Preguntas frecuentes sobre legalidad y fiscalidad

¿Es legal jugar en un casino con criptomonedas desde España?

Ningún criptocasino tiene licencia de la DGOJ, porque la criptomoneda no es un medio de pago admitido en el juego con licencia española. El operador trabaja sin habilitación española y opera con licencia extranjera o sin licencia. La potestad sancionadora de la Ley 13/2011 se dirige al operador, no al jugador: el participante no es sancionado por ese solo hecho, pero pierde la protección del regulador. Esta respuesta es informativa, no asesoramiento legal.

¿Vale una licencia de Malta o de Curazao para operar en España?

No. Una licencia extranjera, sea de la MGA de Malta o de la autoridad de Curazao bajo la nueva ley LOK de 2024, habilita en su propia jurisdicción, pero no equivale ni sustituye al título que exige la Ley 13/2011 para dirigirse a residentes en España. Además, el nivel de exigencia difiere: el marco maltés es históricamente más estricto que el de Curazao.

¿Tengo que declarar en el IRPF lo que gane en un criptocasino?

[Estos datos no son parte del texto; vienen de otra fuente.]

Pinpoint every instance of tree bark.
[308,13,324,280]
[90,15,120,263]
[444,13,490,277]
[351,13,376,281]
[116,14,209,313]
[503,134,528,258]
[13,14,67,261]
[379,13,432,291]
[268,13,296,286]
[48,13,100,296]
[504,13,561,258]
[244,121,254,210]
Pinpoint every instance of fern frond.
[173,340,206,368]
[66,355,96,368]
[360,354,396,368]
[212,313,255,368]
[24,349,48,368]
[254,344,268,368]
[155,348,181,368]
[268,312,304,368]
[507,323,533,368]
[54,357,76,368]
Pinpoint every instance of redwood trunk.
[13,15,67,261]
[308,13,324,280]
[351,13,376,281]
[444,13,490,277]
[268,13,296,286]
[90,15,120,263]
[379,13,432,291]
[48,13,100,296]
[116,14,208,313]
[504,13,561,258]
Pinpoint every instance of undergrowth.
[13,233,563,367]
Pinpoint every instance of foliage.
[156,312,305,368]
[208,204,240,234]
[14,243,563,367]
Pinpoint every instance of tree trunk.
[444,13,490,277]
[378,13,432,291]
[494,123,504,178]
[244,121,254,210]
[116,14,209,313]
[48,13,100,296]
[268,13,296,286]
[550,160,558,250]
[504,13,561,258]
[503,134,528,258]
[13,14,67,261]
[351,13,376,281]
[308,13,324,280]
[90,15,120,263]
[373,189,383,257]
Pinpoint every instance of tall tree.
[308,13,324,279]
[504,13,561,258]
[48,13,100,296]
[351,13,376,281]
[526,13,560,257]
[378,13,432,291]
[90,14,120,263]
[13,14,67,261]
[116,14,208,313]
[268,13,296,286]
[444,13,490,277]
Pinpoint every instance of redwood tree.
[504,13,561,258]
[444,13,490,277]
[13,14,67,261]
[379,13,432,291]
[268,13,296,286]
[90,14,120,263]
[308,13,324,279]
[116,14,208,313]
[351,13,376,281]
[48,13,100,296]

Sí, si eres residente fiscal en España. Las ganancias del juego se integran en el IRPF como ganancia patrimonial, con independencia de que el operador tenga licencia de la DGOJ o sea extranjero, y de que cobres en euros o en criptomonedas. Conserva el registro de tus apuestas y cobros. Para el cálculo concreto consulta la AEAT o a un asesor.

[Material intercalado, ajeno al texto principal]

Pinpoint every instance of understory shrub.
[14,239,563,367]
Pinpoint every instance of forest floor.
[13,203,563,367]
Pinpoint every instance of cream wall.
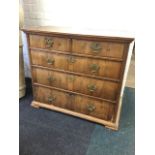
[23,0,135,77]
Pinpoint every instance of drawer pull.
[47,96,56,103]
[90,64,100,73]
[45,37,54,48]
[90,42,102,53]
[67,56,76,63]
[87,84,96,92]
[68,75,75,82]
[87,103,96,112]
[47,58,55,65]
[47,76,56,83]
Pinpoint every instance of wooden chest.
[23,27,134,130]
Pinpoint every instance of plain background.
[0,0,155,155]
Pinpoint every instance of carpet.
[19,79,135,155]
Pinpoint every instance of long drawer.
[34,86,114,121]
[30,35,125,59]
[32,68,119,101]
[31,50,122,80]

¿Convertir mis criptomonedas a euros tributa aunque no haya jugado?

Sí. Convertir criptomoneda en euros, cambiarla por otra cripto o usarla para pagar es, a efectos del IRPF, una alteración patrimonial que puede generar ganancia o pérdida según la variación de valor. Es un hecho con relevancia fiscal por sí mismo, independiente del juego. Es una capa fiscal propia de la cripto que se suma a la de las ganancias del juego.

¿Qué es el Modelo 721 y cuándo debo presentarlo?

Es la declaración informativa sobre monedas virtuales situadas en el extranjero. Están obligados a presentarlo quienes mantengan criptomonedas custodiadas fuera de España por un valor superior a 50.000 euros. No liquida un impuesto por sí mismo, pero su presentación es obligatoria cuando se supera el umbral. Para tu caso concreto, consulta la sede electrónica de la AEAT.

¿Por qué algunos criptocasinos dicen que no piden verificación de identidad?

Las exigencias de identificación (KYC) son la forma en que los sujetos obligados cumplen la normativa antiblanqueo de la Ley 10/2010, supervisada por el SEPBLAC. Un operador que promete anonimato total y no pedir nunca verificación se sitúa al margen de esos estándares, lo que es una señal de alerta. Además, la blockchain es un registro público y trazable, no un anonimato real.

Fuentes y referencias oficiales

Tu ciudad o comunidad y la licencia del juego

La licencia de la DGOJ es estatal, no local: un operador sin licencia de la DGOJ no está autorizado en ninguna comunidad autónoma. Da igual que juegues desde Vigo, Gijón, Granada o A Coruña, o desde Canarias: la situación legal y la protección al jugador son idénticas en toda España. Lo que cambia los riesgos no es tu ubicación, sino que el operador no figure en el registro de la DGOJ.